Take care of yourself son, your mom loves you is a personal journey in time and a photographic exploration of family relations, adoption, my own story of being an adopted child, and the search for my biological mother.

South Korean adoption began in 1953 as a consequence of the Korean War. As of today, over 200,000 people have been adopted from the country, reaching its heights in the late 70s and early 80s. In 1985, over 8700 babies from South Korea were adopted; an average of 24 babies left the country each day. Even today, stigma persists around single mothers and children born out of wedlock. If you fall pregnant in South Korea and the father wants nothing to do with you, life can be extremely difficult. Many choose to give up their child, because they know that a single mother could be frozen out by family and friends. 

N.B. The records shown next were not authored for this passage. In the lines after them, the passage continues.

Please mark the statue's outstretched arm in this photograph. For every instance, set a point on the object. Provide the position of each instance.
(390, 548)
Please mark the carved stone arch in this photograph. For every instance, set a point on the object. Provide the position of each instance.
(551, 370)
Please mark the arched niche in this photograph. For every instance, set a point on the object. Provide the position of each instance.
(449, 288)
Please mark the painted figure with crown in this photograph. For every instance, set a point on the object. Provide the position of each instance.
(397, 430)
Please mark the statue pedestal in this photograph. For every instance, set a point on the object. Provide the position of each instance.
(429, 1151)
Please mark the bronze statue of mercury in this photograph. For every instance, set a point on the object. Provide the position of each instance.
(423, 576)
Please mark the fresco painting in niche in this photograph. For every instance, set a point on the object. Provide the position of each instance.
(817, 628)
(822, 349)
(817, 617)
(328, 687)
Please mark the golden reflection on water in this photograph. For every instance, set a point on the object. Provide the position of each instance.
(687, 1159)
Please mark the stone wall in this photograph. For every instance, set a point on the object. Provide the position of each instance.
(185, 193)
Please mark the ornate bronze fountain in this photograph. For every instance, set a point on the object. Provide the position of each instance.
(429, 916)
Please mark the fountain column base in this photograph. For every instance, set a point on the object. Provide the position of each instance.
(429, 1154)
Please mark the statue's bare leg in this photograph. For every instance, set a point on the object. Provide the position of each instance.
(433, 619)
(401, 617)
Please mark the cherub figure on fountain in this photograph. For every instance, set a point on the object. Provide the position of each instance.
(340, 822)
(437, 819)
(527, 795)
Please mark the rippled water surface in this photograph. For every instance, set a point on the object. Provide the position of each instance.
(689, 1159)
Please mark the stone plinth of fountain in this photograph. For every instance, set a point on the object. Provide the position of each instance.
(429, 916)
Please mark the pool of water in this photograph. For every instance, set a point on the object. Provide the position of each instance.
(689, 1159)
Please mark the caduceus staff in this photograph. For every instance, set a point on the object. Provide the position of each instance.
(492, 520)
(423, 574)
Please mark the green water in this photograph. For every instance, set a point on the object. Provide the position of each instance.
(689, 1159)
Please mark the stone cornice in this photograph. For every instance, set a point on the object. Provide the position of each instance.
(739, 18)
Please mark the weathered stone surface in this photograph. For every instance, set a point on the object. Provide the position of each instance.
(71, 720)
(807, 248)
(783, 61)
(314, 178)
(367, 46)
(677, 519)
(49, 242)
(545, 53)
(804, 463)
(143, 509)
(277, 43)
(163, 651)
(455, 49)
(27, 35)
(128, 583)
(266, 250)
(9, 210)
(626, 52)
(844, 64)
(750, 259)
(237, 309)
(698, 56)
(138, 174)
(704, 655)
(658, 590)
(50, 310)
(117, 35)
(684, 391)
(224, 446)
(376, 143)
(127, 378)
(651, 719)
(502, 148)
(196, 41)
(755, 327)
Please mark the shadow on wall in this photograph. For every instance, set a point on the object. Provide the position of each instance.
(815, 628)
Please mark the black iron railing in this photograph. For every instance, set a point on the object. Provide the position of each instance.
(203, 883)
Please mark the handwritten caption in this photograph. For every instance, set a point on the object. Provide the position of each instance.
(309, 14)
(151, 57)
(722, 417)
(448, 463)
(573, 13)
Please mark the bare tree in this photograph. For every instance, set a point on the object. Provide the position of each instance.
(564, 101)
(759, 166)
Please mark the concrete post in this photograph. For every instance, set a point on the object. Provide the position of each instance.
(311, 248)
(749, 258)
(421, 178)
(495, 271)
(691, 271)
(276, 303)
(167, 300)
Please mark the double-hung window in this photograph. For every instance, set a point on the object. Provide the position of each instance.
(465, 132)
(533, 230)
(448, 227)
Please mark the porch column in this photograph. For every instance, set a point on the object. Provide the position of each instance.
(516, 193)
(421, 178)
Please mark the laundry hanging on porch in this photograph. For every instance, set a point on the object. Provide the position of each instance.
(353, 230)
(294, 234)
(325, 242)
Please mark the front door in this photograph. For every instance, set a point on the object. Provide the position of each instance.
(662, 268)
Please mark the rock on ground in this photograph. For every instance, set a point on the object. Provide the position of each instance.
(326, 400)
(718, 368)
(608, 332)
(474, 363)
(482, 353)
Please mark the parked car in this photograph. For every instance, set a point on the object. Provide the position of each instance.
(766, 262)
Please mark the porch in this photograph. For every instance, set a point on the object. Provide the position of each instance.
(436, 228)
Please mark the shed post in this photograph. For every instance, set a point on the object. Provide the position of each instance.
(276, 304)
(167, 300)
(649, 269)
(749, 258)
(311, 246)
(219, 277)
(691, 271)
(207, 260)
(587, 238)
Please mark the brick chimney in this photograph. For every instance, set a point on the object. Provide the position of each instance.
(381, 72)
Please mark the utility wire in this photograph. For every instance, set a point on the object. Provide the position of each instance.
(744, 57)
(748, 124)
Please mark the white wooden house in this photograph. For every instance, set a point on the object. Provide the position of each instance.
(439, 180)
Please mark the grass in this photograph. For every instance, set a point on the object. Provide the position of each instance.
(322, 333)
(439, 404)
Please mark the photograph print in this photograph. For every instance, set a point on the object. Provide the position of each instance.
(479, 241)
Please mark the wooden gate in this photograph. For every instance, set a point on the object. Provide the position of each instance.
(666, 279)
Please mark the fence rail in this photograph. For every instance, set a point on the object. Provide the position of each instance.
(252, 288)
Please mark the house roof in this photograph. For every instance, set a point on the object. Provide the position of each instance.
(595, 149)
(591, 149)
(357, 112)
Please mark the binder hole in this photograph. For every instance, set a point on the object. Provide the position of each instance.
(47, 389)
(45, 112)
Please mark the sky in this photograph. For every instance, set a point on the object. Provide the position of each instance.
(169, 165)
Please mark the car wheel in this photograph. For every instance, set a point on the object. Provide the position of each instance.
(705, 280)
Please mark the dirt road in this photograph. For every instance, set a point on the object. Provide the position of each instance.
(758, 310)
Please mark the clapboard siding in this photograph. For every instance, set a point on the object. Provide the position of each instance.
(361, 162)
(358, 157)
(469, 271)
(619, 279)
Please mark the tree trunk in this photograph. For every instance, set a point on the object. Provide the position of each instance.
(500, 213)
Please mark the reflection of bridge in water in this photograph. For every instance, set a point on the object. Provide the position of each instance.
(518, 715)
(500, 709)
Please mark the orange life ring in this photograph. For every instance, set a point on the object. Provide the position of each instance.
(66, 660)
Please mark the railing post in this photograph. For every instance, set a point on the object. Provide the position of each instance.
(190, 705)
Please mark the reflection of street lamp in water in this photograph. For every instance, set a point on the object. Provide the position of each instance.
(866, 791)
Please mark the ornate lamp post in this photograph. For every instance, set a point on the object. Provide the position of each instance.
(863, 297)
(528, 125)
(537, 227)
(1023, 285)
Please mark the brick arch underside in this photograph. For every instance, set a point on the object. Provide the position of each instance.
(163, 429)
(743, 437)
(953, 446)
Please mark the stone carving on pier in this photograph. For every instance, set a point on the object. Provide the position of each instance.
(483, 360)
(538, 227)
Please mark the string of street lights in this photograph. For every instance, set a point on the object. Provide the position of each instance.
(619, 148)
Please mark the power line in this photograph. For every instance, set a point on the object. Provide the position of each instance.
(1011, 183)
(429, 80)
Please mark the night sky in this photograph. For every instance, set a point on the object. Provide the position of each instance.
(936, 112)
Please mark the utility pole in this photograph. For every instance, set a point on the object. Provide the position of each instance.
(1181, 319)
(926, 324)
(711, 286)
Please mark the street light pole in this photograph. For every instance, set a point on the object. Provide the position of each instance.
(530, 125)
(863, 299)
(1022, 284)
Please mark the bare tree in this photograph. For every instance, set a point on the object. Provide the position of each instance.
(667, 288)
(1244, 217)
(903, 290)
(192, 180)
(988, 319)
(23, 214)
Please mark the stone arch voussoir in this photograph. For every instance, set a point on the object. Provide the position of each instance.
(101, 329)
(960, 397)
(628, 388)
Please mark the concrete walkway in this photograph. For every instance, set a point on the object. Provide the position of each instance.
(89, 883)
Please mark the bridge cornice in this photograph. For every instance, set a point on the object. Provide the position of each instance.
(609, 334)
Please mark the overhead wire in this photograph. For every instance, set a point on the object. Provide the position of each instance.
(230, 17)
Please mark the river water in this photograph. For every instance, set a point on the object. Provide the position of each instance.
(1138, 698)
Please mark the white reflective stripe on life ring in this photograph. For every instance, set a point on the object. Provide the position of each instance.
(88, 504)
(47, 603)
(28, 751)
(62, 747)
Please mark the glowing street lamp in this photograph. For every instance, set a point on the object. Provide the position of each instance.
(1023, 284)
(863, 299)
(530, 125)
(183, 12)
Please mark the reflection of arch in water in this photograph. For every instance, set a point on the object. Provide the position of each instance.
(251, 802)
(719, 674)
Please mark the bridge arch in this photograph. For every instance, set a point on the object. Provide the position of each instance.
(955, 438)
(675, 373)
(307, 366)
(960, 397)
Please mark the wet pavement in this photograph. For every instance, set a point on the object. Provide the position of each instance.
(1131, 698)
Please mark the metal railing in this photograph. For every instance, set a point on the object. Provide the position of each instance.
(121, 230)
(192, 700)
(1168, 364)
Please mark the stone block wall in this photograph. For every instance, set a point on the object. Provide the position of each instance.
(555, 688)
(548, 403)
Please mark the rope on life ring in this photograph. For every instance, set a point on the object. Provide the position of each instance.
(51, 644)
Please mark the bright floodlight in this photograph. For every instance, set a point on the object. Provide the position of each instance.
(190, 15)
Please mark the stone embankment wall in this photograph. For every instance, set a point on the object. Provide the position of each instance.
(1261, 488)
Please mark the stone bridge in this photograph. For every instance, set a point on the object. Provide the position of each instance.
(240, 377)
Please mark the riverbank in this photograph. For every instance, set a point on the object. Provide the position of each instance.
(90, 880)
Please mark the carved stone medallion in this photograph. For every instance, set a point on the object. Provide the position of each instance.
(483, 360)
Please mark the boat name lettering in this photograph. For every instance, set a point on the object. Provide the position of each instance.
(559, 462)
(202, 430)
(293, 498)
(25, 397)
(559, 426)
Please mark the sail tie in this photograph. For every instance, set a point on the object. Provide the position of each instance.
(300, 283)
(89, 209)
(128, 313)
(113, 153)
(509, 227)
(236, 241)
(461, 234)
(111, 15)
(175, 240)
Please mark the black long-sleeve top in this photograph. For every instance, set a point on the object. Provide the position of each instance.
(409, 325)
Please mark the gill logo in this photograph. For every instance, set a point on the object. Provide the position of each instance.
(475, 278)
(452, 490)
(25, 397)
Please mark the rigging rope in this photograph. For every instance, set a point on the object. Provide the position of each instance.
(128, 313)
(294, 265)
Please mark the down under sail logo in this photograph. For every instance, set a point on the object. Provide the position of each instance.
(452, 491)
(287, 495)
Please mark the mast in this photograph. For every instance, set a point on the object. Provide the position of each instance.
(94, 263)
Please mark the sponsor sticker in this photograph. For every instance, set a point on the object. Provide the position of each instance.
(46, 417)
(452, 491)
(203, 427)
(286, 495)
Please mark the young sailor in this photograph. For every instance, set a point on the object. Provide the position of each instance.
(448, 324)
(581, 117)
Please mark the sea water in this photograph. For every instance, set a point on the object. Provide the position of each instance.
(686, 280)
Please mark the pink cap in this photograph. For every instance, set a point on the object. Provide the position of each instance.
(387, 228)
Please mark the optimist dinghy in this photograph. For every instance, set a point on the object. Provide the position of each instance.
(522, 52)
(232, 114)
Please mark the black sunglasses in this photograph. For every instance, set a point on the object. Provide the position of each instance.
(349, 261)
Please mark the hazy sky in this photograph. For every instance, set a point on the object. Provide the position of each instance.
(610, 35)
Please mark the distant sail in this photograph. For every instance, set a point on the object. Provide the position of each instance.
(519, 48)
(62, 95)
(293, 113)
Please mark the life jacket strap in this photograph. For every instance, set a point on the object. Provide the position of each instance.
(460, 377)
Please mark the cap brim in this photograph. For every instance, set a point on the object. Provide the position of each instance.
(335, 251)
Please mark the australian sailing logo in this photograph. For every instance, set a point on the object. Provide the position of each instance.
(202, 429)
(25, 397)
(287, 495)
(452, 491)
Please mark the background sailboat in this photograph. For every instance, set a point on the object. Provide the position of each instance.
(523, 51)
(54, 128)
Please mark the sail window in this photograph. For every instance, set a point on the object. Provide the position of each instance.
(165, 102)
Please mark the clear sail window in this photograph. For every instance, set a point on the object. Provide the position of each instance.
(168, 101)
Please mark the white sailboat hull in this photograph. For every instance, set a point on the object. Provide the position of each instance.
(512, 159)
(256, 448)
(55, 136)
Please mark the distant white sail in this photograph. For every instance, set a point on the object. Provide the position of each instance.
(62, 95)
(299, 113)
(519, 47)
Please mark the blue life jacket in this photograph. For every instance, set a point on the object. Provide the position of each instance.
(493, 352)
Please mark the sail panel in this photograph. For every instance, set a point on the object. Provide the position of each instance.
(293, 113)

Having children in South Korea is also extremely expensive. There’s a saying that – if you have more than one – you’re either rich or stupid. A single mother with a child faces the grave danger of being financially ruined. 

I came to Norway in 1994, and I’ve often felt different. This in turn created an urge to understand my Korean heritage. I have at times experienced identity crises and asked myself who I am. I’ve spent a lot of time being angry, and blaming my biological mother. But in recent years, I’ve turned the feeling of dissociation into a search for resolve – travelling South Korea to better understand how life might have been for my biological mother. I’ve always dreamt of our first meeting, and I don’t know if I’ll ever have the opportunity. I believe she’s the only one who can answer for my lost memories of a life to which I’m involuntarily attached.